Entire businesses and industries have sprung up from the adoption of Web 2.0 and this is definitely good for the internet and consumers in general. But there have been some problems associated with the Web 2.0 movement.

A recent article by Olan Ahern by the Resource for Security Executives, CSO, discusses one problem that has gotten worse since Web 2.0 began: privacy.

According to Olan “developments in social media and two-way communication channels such as Twitter, Facebook and YouTube, have made social privacy somewhat non-existent.” The privacy issue in today’s Web 2.0 dominated internet is new grounds for society in general. Never before has there been so much information so easily accessible about anyone who is active on the web.

What’s even scarier is the fact that Olan provides some statistics to back up his claim that privacy is a serious problem now. He found that “85 percent of businesses have experienced a data security breach” as one example. Any data breaches mean that people can gain access to the vast amount of private data that are kept on servers at these companies.

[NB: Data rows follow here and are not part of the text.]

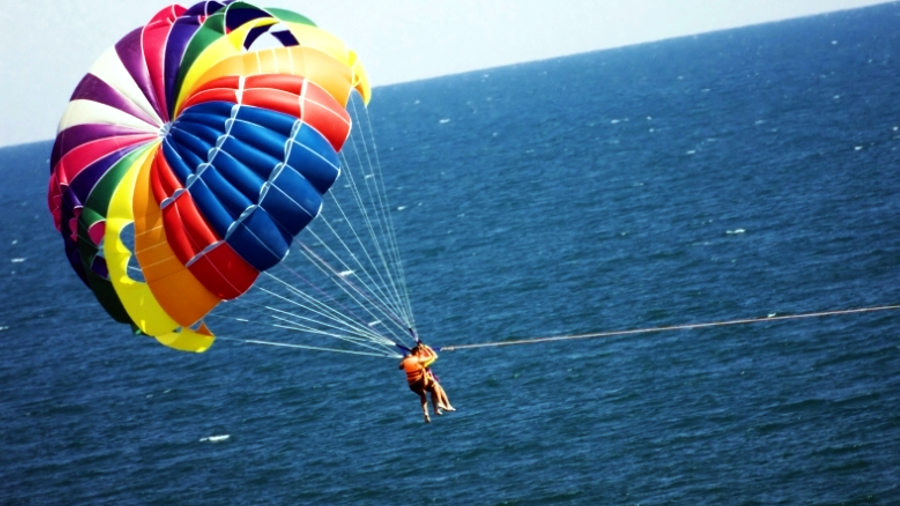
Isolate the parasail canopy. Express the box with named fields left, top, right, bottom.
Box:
left=48, top=1, right=370, bottom=352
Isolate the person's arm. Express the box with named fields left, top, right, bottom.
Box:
left=419, top=346, right=437, bottom=367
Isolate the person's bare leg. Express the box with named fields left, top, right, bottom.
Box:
left=432, top=381, right=456, bottom=411
left=431, top=388, right=444, bottom=416
left=419, top=392, right=433, bottom=423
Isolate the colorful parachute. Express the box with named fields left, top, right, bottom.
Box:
left=48, top=1, right=370, bottom=351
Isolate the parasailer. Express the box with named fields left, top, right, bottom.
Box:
left=398, top=341, right=456, bottom=423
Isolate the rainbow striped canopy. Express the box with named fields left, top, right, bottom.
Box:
left=48, top=1, right=370, bottom=351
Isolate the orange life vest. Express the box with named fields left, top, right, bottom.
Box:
left=403, top=355, right=425, bottom=383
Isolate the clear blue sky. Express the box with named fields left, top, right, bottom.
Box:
left=0, top=0, right=885, bottom=146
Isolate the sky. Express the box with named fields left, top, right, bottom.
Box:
left=0, top=0, right=886, bottom=146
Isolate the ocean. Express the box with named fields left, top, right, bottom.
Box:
left=0, top=2, right=900, bottom=505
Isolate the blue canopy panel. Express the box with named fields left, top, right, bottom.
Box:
left=163, top=102, right=340, bottom=271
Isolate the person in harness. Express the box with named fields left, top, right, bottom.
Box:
left=399, top=342, right=456, bottom=423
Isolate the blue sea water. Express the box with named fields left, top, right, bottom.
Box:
left=0, top=3, right=900, bottom=504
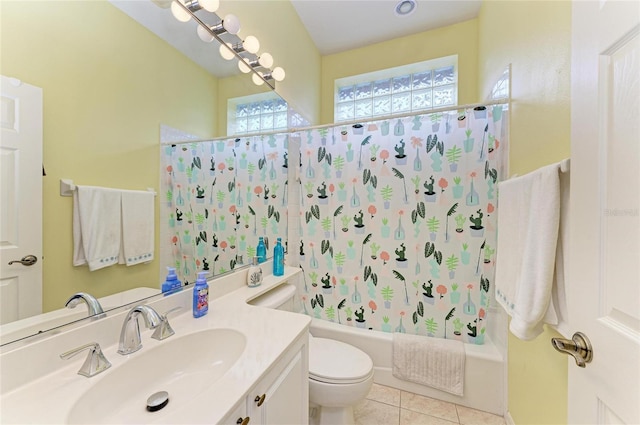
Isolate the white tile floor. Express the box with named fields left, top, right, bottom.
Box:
left=354, top=384, right=506, bottom=425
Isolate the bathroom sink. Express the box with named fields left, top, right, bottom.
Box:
left=68, top=329, right=246, bottom=424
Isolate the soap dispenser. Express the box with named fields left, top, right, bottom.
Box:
left=162, top=267, right=182, bottom=296
left=247, top=255, right=262, bottom=288
left=273, top=238, right=284, bottom=276
left=193, top=272, right=209, bottom=318
left=256, top=236, right=267, bottom=263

There is certainly a great deal more work to be done in the privacy area of the net. Companies and individuals need to be aware that as we continually become more connected that our information does as well. Taking steps to secure your private information is important.

For advice about handling your private information online, take a look at the Electronic Frontier Foundation’s list of 12 ways to protect your privacy. It can’t hurt to become a little more informed, especially as we continue to share more and more information on the web.